Japan’s financial watchdog is reportedly planning to conduct more on-site inspections of domestic cryptocurrency exchanges.

According to a report from Japan’s Nikkei, the country’s Financial Services Agency (FSA) is looking to inspect several more cryptocurrency exchanges in the country starting as soon as this week, following its visits to Coincheck in the days after its recent major hack.

The plan comes as the agency seeks to push for stronger security procedures to be adopted by cryptocurrency exchanges in Japan in order to protect investors and to prevent such intrusions from reoccurring.

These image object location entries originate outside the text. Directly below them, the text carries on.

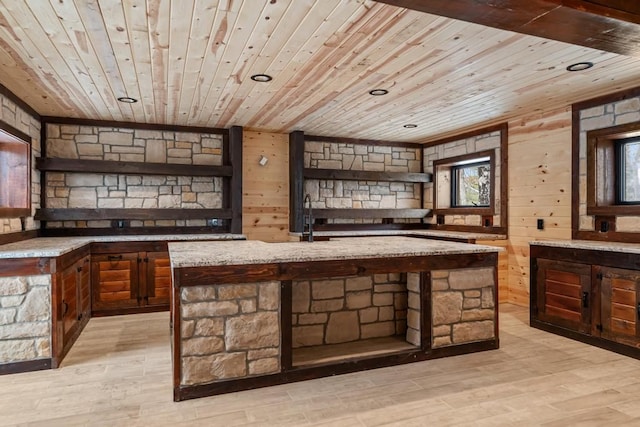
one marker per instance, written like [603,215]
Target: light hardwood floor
[119,374]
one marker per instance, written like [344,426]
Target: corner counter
[252,314]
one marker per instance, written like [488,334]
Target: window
[465,185]
[471,184]
[613,171]
[627,164]
[15,173]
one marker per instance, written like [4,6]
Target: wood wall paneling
[265,204]
[539,188]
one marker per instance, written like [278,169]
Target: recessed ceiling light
[579,66]
[127,100]
[262,78]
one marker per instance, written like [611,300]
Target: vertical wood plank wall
[539,187]
[265,189]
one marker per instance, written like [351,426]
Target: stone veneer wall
[463,306]
[345,309]
[229,331]
[25,318]
[15,116]
[84,190]
[361,194]
[475,144]
[600,117]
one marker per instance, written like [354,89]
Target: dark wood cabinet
[130,282]
[589,295]
[564,294]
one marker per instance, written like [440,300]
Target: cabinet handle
[585,299]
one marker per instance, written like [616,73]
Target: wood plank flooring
[118,374]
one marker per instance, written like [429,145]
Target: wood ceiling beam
[608,25]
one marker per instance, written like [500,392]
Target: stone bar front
[251,314]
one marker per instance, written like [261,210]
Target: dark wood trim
[286,336]
[235,156]
[296,181]
[18,236]
[10,267]
[198,276]
[489,129]
[606,99]
[358,141]
[594,24]
[371,213]
[130,310]
[425,310]
[19,102]
[614,346]
[310,372]
[130,231]
[129,168]
[26,366]
[354,175]
[79,214]
[130,125]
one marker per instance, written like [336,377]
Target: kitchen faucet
[307,198]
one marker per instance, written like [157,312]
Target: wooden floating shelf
[352,175]
[134,214]
[370,213]
[129,168]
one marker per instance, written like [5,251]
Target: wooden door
[84,288]
[564,294]
[69,307]
[620,305]
[115,282]
[157,278]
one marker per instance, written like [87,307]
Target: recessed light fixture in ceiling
[127,100]
[580,66]
[262,78]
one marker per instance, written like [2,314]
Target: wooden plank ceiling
[189,62]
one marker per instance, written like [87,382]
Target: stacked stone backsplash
[463,306]
[86,190]
[361,194]
[600,117]
[229,331]
[474,144]
[25,318]
[346,309]
[15,116]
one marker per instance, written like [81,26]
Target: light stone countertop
[188,254]
[408,233]
[49,247]
[630,248]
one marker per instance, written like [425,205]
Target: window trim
[602,174]
[451,162]
[11,138]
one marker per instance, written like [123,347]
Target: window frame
[15,147]
[603,196]
[448,164]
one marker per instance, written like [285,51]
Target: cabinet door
[620,305]
[564,294]
[115,282]
[84,288]
[69,307]
[158,278]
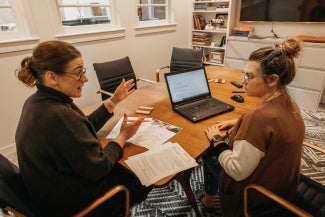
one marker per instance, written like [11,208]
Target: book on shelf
[199,22]
[200,6]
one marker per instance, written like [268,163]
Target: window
[84,12]
[154,16]
[151,12]
[96,15]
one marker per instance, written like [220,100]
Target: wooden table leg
[184,179]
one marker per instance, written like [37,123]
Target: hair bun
[290,47]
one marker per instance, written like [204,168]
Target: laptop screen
[187,85]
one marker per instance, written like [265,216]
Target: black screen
[283,10]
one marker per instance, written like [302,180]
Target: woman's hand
[128,129]
[123,91]
[212,131]
[224,125]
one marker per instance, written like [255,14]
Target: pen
[105,92]
[141,121]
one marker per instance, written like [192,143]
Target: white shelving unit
[211,21]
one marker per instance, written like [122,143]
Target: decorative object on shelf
[245,31]
[211,20]
[219,21]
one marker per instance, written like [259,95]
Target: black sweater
[60,157]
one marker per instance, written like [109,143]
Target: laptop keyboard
[201,107]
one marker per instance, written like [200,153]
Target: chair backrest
[12,190]
[111,73]
[185,58]
[309,200]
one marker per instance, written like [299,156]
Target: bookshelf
[211,29]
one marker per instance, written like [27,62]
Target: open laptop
[190,95]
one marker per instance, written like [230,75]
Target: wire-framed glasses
[249,76]
[78,75]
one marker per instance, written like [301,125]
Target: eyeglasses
[79,75]
[249,76]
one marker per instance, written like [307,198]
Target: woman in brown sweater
[265,145]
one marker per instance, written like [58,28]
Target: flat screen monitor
[283,10]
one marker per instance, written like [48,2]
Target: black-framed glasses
[249,76]
[79,75]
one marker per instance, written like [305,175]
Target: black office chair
[111,73]
[309,200]
[183,58]
[14,200]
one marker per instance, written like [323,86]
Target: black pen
[239,92]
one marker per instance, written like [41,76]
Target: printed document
[152,132]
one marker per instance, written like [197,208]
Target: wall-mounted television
[283,10]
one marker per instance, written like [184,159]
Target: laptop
[190,95]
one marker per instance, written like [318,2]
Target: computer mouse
[238,98]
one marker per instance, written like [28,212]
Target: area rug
[171,200]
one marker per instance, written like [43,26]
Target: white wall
[147,52]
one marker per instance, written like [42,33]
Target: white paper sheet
[159,162]
[149,134]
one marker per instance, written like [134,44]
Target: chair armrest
[108,194]
[283,202]
[158,71]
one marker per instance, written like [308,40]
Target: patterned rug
[171,200]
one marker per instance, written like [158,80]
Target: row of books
[199,22]
[201,38]
[243,31]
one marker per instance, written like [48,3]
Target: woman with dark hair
[62,162]
[265,146]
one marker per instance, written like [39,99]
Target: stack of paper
[159,162]
[151,133]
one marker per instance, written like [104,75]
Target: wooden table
[192,137]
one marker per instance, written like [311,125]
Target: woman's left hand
[123,90]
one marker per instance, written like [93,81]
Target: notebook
[190,95]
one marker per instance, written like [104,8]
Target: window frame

As reported previously, around $531 million-worth (at the time) of NEM tokens were stolen on Jan. 26 from the Coincheck exchange. That led to the FSA’s on-site inspection on Feb. 2 to gauge the platform’s security and financial ability to compensate victims, as it has promised.

The FSA has stated that it had warned the exchange about its security loopholes before the hack, which also explained why Coincheck has yet to obtain a formal approval from the agency.

In fact, Nikkei’s report further explained that, while the cryptocurrency exchange business is burgeoning in Japan amid wider market growth, many platforms have fallen behind in terms of security protections.

According to the report, among the total 32 cryptocurrency exchanges, Coincheck is currently one of the 16 platforms that are not formally registered with the FSA because the operation started before the cryptocurrency law went into effect last April in Japan.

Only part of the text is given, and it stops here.